Newport Beach-based investment firm Waterford Property Co. is continuing its rapid expansion into the middle-income multifamily sector, with two recent buys pushing its investment activity since late 2020 past the $1 billion mark.
The company, in partnership with the California Statewide Communities Development Authority (CSCDA), closed this month on two multifamily communities in Los Angeles totaling $335.1 million.
Waterford has now been involved in six acquisitions totaling 2,022 units and more than $1 billion in Southern California since the end of 2020.
That figure could hit closer to $1.5 billion by the end of the year, with additional acquisition opportunities in the works.
Waterford refers to the middle-income sector as “essential housing,” which aims to increase the supply of housing projects for the nation’s middle-income population, such as teachers, nurses and other civil servants, says John Drachman, who heads the company along with Sean Rawson.

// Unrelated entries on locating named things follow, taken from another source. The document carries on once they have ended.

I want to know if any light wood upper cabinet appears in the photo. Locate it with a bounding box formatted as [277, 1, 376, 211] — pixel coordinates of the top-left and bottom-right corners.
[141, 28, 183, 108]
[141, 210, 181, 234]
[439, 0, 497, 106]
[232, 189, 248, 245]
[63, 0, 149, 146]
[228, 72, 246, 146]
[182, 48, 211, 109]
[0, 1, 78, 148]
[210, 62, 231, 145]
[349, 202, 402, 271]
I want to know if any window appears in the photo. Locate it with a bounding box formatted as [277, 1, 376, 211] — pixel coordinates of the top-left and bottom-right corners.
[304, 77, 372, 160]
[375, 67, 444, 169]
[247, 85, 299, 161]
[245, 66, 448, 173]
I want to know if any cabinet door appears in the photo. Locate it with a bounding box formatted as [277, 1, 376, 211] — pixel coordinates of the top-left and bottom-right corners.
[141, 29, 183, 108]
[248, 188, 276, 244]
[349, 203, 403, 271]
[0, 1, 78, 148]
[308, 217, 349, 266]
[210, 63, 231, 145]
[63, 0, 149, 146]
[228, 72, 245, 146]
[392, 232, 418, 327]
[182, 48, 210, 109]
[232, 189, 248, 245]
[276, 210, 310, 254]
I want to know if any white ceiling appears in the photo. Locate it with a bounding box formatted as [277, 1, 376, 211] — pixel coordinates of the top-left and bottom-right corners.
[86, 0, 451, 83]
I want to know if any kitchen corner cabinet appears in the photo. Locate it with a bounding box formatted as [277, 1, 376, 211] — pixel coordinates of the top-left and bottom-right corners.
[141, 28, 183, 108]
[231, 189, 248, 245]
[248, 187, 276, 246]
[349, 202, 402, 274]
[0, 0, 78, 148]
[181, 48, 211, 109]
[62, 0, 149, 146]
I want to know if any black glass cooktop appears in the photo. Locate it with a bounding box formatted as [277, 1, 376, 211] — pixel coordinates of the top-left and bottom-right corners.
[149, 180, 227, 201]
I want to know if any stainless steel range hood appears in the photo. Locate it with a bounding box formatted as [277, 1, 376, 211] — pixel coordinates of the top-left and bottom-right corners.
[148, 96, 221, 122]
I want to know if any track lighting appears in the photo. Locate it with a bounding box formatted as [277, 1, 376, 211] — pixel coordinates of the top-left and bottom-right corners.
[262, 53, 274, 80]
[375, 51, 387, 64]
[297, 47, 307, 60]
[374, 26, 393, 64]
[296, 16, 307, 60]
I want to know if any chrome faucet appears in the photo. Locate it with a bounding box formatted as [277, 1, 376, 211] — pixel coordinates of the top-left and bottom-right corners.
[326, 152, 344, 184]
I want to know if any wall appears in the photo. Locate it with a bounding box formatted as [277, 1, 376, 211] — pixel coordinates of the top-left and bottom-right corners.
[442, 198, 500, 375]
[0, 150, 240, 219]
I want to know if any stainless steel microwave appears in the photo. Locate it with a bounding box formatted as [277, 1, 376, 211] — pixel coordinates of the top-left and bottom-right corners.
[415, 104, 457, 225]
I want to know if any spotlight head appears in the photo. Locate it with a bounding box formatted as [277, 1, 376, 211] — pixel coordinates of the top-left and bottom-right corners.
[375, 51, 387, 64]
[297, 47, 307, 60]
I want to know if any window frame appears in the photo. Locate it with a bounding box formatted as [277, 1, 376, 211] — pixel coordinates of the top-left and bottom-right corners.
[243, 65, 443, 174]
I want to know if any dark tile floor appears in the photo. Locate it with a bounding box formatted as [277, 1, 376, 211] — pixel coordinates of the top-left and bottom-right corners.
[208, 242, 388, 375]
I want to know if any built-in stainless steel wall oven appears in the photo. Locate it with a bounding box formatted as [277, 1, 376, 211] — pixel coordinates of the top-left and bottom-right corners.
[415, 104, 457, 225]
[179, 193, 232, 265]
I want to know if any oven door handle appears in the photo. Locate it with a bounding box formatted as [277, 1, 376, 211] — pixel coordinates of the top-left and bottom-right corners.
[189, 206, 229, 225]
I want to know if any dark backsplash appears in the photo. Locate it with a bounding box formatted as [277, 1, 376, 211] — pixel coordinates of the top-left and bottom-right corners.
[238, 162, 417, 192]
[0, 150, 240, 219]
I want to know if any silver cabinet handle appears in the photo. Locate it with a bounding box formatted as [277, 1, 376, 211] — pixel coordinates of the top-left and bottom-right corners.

The company is buying the properties through a program created last year by the new state agency CSCDA that uses tax-exempt bond financing to buy higher-end assets in the state, and lower rents for qualified existing and new residents making between 80% and 120% of the area median income.
Pasadena Buys
Waterford most recently closed on two multifamily communities in Pasadena totaling 513 units.
In the larger of the two deals, the venture paid $237 million for the Residences at Westgate, a 340-unit complex.
The deal works out to about $697,000 per unit.
It also bought The Hudson, a 173-unit complex, for $98.1 million or $567,000 per unit.
The buildings were built in 2015 and 2018, respectively.
Eastdil Secured’s Joseph Smolen, Geoff Boler, and Lee Redmond represented both sides of the first deal, while Walker & Dunlop’s Blake Rogers, Hunter Combs, Alexandra Caniglia, and Javier Rivera brokered the latter deal.
The deals followed a unanimous vote by the city of Pasadena to participate in the CSCDA program.
CSCDA Buys
Anaheim was one of the first cities to sign on to the CSCDA program, which led to four transactions in the city that closed in a series of deals totaling $545 million.
Waterford was involved in two of those deals locally; it first paired with the CSCDA at the end of last year when it acquired two recently-built Anaheim apartment projects—The Parallel and the Jefferson Platinum Triangle—for nearly $320 million combined.
Those deals are among the tops for Orange County apartment sales in recent years. Both properties sold for nearly $400,000 per unit.
The statewide CSCDA program, first introduced in Carson and Long Beach, is expected to expand to other cities in Orange County, with deals said to be in the works in Huntington Beach, Irvine and Santa Ana.